Un sogno (anzi due)? Vincere la Palma d’oro a Cannes per un film sceneggiato a quattro mani con Quentin Tarantino e una chiacchierata con Pep Guardiola!

6 risposte

  1. Ancora un bel pezzo Ilaria e questa volta su di una materia in cui, in qualità di ex tecnico in pensione, mi trovi scarsamente preparato. Ciò non toglie la mia totale condivisione con le argomentazioni da te intelligentemente analizzate e vergate. È fuor di dubbio che giovani baciati dal buon Dio con il dono di preziosissimi calcistici non comuni si trovino a giocare in prestigiose società con villa, piscina, maggiordomo e portachiavi Ferrari in tasca…. ma spesso e volentieri manca il calore di casa propria con le apprensioni odiate/amate della mamma piuttosto che dell’amorosa
    la quale essendo una ragazza alla buona e di umili costumi non riesce quasi sempre ad ottenere il permesso per convivere con il futuro campione e spesso tutto ciò potrebbe
    (ma sottolineo la mia scarsezza in materia) causare l’inizio di una forma depressiva. Spiace, da rossonero, per il nostro Morata e spero che questo suo malessere passi il prima possibile.
    Un caro saluto e buona giornata.

    Massimo 48

  2. Trovo questo articolo molto utile oltre che interessante, condivido ogni singola parola e spero possa avere la giusta attenzione mediatica.
    Apprezzavo già la tua capacità di analisi calcistica, fatta di grande passione pur conservando un’estrema lucidità ed adesso l’attenzione che porti ad un argomento per nulla scontato all’interno di quest’ambito ti fa solo onore. Mi auguro ancora che la tua competenza in ambito calcistico e la tua estrema attenzione al dettaglio, che fa la differenza, vengano prese in considerazione da chi si propone, attraverso trasmissioni televisive dedicate, di veicolare “il verbo” del calcio.

    1. Dario, grazie infinte per questo bellissimo commento e per il supporto che sempre mi manifesti! Sei un vero amico! (E forza Pisa, dé!)

  3. Articolo a dir poco illuminante, specie perchè riferito ad argomenti su cui circola ancora tanta ignoranza. La parte su haters & trolls è uno specchio fedele dei tempi che viviamo. Ciò che possiamo sempre fare è la “nostra parte”, quindi un pezzettino nella direzione opposta a odio e giudizio. Come dice qualche saggio, “Fa molto più rumore un albero che cade rispetto a una foresta che si espande”. Complimenti Ilaria!

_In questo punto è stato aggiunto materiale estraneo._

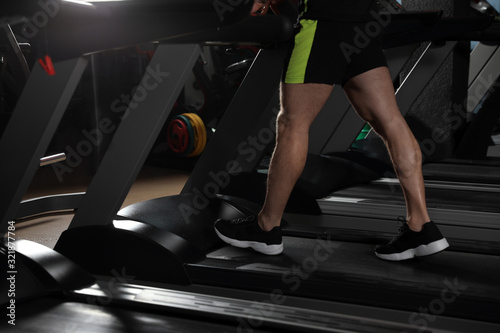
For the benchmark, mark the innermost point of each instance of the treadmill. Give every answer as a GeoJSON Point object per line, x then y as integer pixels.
{"type": "Point", "coordinates": [162, 257]}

    1. Grazie mille, Francesco! Hai assolutamente ragione: il tema è molto importante e purtroppo la rete è invece spesso un amplificatore di piccole crudeltà a buon mercato. I social avrebbero dovuto ridurre le distanze, ma hanno creato piuttosto un fenomeno preoccupante, e sempre più diffuso, di anti-empatia a-sociale. Non c’è solo questo, è ovvio, ma la diffusione dell’odio social non può essere derubricato a semplice ragazzata, almeno non da un punto di vista sociologico. Grazie ancora!